Sono state approvate dall’Assemblea altre tre mozioni presentate dal consigliere Bouchaib, finalizzate, rispettivamente, all’abolizione del termine “stranieri ed extracomunitari dallo Statuto comunale e dagli atti amministrativi del Comune dell’Aquila, sostituendola con la dicitura, a seconda dei casi, di “cittadini appartenenti alla Comunità europea” e “cittadini non appartenenti alla comunità europea”, al riconsocimento dell’assistenza sanitaria di base anche ai minori, figli di migranti irregolari, tramite l’attribuzione del pediatra di libera scelta, e a impegnare, infine, il sindaco, il presidente del Consiglio comunale e la presidente della Commissione consiliare “Affari istituzionali e Regolamenti” a elaborare una “proposta di modifica dello Statuto comunale, prevedendo il diritto di voto alle elezioni amministrative ai cittadini stranieri con carta di permesso”.

Emanuele Imprudente, Luigi D’Eramo e Daniele Ferella in una nota dicono:“Oggi abbiamo toccato il fondo. Il consigliere straniero ha gettato la maschera.
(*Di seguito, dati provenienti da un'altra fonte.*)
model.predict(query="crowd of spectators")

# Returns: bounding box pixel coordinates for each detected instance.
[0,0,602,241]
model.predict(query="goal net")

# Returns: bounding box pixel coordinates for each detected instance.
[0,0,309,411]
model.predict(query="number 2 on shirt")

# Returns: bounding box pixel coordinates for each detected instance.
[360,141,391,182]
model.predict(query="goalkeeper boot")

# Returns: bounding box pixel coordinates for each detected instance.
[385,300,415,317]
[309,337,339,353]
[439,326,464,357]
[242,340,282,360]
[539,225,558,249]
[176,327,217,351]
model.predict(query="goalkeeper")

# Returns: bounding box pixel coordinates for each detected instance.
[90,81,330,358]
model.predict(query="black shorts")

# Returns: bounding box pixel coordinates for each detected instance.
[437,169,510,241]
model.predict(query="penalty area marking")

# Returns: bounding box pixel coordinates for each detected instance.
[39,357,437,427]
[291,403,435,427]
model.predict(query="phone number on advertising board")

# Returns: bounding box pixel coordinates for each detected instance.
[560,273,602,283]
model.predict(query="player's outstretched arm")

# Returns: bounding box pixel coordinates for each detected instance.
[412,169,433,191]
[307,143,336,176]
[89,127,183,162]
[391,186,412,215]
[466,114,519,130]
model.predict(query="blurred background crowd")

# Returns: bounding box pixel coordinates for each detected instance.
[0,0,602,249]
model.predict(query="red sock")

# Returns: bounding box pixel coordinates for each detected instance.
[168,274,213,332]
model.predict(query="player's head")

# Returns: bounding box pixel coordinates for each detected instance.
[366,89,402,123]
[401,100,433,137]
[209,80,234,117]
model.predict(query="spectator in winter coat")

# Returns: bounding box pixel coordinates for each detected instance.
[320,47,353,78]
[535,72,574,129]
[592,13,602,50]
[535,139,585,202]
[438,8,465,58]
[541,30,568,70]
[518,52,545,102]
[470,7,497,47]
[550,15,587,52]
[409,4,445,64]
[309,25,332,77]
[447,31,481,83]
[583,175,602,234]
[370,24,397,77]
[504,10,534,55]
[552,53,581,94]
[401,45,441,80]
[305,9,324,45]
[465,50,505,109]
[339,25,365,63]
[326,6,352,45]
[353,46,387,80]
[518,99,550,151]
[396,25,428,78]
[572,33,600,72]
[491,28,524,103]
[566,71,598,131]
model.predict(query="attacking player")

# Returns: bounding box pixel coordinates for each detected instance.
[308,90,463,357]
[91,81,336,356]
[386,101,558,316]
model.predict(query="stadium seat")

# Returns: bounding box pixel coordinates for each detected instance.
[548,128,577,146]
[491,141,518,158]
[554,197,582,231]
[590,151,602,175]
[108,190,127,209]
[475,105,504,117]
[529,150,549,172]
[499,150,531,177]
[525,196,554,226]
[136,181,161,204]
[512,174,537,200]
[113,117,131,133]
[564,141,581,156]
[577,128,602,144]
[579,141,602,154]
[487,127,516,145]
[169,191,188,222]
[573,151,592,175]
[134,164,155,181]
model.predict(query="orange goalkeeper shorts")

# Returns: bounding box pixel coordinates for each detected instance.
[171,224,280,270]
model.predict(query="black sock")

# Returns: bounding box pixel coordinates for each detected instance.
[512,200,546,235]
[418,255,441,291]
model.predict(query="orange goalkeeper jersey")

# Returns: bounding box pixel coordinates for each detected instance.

Ormai è chiaro a tutti che si tratta di un’appendice del Pd in Consiglio comunale. La mozione per dare diritto di voto ai cittadini extracomunitari è una palese forzatura del nostro Statuto e delle stesse leggi dello Stato, con il solo scopo di portare alle urne, come già accaduto per i consigli territoriali di partecipazione, i cittadini extracomunitari, con la finalità di portare consensi ulteriori al centrosinistra”.

“Troviamo assurdo che uno straniero, privo di cittadinanza italiana, che viva nel nostro Paese da soli cinque anni e non ne conosca né la lingua né tantomeno le istituzioni e le problematiche, possa andare al voto decidendo il futuro degli italiani”,  aggiungono i salviniani

L’Associazione Femminile immigrate Pari Opportunità , l’Associazione culturale Macedone e l’Associazione  Speranza scrivono: “Prendiamo atto ed esprimiamo soddisfazione dell’impulso che è venuto dal Consiglio comunale dell’Aquila. Grazie a questa scelta  il Comune dell’Aquila riscrive le regole della democrazia, apre le porte, abolisce la concentrazione del potere ed i privilegi dei rappresentanti”.

Le Associazioni di immigrati concludono: “La buona politica come rimedio all’antipolitica, è la sfida che abbiamo davanti”.